# Lola has an URI



## chis4ever (Jun 6, 2011)

Last week I took Lola in for her bordetella shot. Her exam indicated that she was in good health. This weekend I noticed she was very wheezy and sneezing and had mucous coming out of her nose. She had a very hard time breathing and was lethargic and not eating. 
I took her to my vet today and found out that she has a fever. She has an upper respiratory infection. They put her in a nebulizer for 30 minutes to help her breathe easier. I was given 3 different medications (Rimadyl, Ciprofloxacin and Amoxicillin) to give her in the days ahead.
Lola hasn't been near any other dogs besides my other chis and none of them are sick. I haven't taken her to any public places besides the vet office last week. Where did she catch the "bug" I wonder? And how? Could she have had a reaction to the shot?
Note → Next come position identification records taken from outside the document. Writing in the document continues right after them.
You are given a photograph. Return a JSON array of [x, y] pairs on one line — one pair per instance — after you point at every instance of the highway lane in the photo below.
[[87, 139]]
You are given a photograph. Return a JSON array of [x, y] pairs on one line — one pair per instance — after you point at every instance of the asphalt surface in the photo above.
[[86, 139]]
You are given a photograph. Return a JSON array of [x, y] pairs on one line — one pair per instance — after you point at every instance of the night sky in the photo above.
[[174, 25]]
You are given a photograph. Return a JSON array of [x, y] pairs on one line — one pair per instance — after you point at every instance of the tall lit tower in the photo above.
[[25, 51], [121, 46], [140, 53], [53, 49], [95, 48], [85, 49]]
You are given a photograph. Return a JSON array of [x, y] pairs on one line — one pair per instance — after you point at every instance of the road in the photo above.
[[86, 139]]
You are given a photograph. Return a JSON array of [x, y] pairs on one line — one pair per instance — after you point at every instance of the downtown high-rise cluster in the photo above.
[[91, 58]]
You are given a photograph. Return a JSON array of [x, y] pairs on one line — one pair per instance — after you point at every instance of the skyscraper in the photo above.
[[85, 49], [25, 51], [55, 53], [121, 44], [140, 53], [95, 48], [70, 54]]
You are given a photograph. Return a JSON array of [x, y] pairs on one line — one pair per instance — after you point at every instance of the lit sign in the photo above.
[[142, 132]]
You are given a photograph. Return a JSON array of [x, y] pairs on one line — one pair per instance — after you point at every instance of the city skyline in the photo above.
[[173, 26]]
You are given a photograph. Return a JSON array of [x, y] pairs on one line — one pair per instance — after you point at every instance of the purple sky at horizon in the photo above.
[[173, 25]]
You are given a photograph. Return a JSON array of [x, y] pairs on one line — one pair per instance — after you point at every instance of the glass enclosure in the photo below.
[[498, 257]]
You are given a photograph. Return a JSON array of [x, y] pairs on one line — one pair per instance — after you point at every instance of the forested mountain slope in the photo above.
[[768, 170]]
She's 7 years old and has had bordetella shots without any reaction. Could she have been exposed to the virus in the vet clinic itself? 
She needs her teeth cleaned and a bad tooth removed. There is evidence of some gum disease beginning. My vet is hoping that there isn't any infection in her mouth that has made its way into her sinuses.


----------



## Brodysmom (Jan 8, 2009)

Where did she pick up the infection? FROM THE VACCINE. They don't tell you that, but it happens. A lot. They are putting the virus into the body, in a latent state, and it is supposed to make antibodies against the disease, but in your case - it actually caused the disease. 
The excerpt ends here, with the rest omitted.